The collection of Boston Marathon artifacts numbers well into the hundreds now, but it wasn’t always so. In the early 1990s, the sum total of B.A.A. memorabilia consisted of four damaged items stashed inside a couple of cardboard boxes. With the marathon’s historic 100th running in 1996 on the horizon, something needed to be done. And Gloria, who had spent more than four decades working for the CIA, was the person to do it.
Alternating her Mae West sauciness, Eleanor Roosevelt diplomacy or Molly Brown resilience as the situation required — not everyone was eager to relinquish items of value, sentimental or otherwise — Gloria went on the prowl and never stopped. No yard sale in New England has been safe for decades. At least one pawn shop factored in. During a visit to John A. Kelley, the two-time champion who ran Boston a record 61 times, she spied a crumpled sweatshirt in a corner. At the eponymous running store of four-time winner Bill Rodgers, she saw his Boston memorabilia unguarded and eventually persuaded him it would be safer with her.
If prying an item loose from its owner took 10 years of cajoling and a vow to painstakingly redeem it from its state of disrepair and display it prominently forevermore, Gloria was on it.
You would hear from Gloria if you were a past champion. Or the relative of a past champion. Or, according to at least one person who traveled with her, anyone she bumped into at any marathon anywhere in the world, anytime. Friends were known to be deputized to be on the lookout; three-time Boston Marathon runner-up Patti Catalano Dillon told me she sent Gloria a pair of ancient shoes that she snagged from a truck in Connecticut.
Sometimes you heard from her when you didn’t even know you were hearing from her, because Gloria had informants on eBay, working undercover to bid on items so the price wouldn’t suddenly skyrocket when the seller realized who wanted the item.
And if you were a woman who ran in the late 1960s and early ‘70s, Gloria took particular interest, for it was she — despite never running a step — who took the pioneers under her wing. Bobbi Gibb in 1966, the first woman to finish Boston? The Bermuda shorts she wore are on display. Kathrine Switzer, in 1967 the first woman to officially enter and receive a bib? Yup, that’s the sweatshirt from which Jock Semple was trying to rip her bib number in a photo heard ’round the world.
When Des Linden won in 2018, she was delighted to hand over her history-soaked jacket.

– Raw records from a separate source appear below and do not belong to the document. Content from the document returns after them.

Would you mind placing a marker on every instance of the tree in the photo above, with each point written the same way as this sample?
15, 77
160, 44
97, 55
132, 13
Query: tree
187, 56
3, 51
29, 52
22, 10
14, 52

Des had seen a tour of the Boston collection early on in her career, and had been dreaming of doing something so significant that Gloria would come calling.
It would please Gloria to no end that Linden will be among the half dozen or so past champions who gather on Friday evening at 6 p.m. to help the B.A.A. dedicate what will henceforth be known as “The Gloria Ratti Collection,” portions of which will be on public display this weekend at the Boston Marathon Fan Fest in Copley Square.
Gloria’s signature will finally be in a museum, where it has always belonged.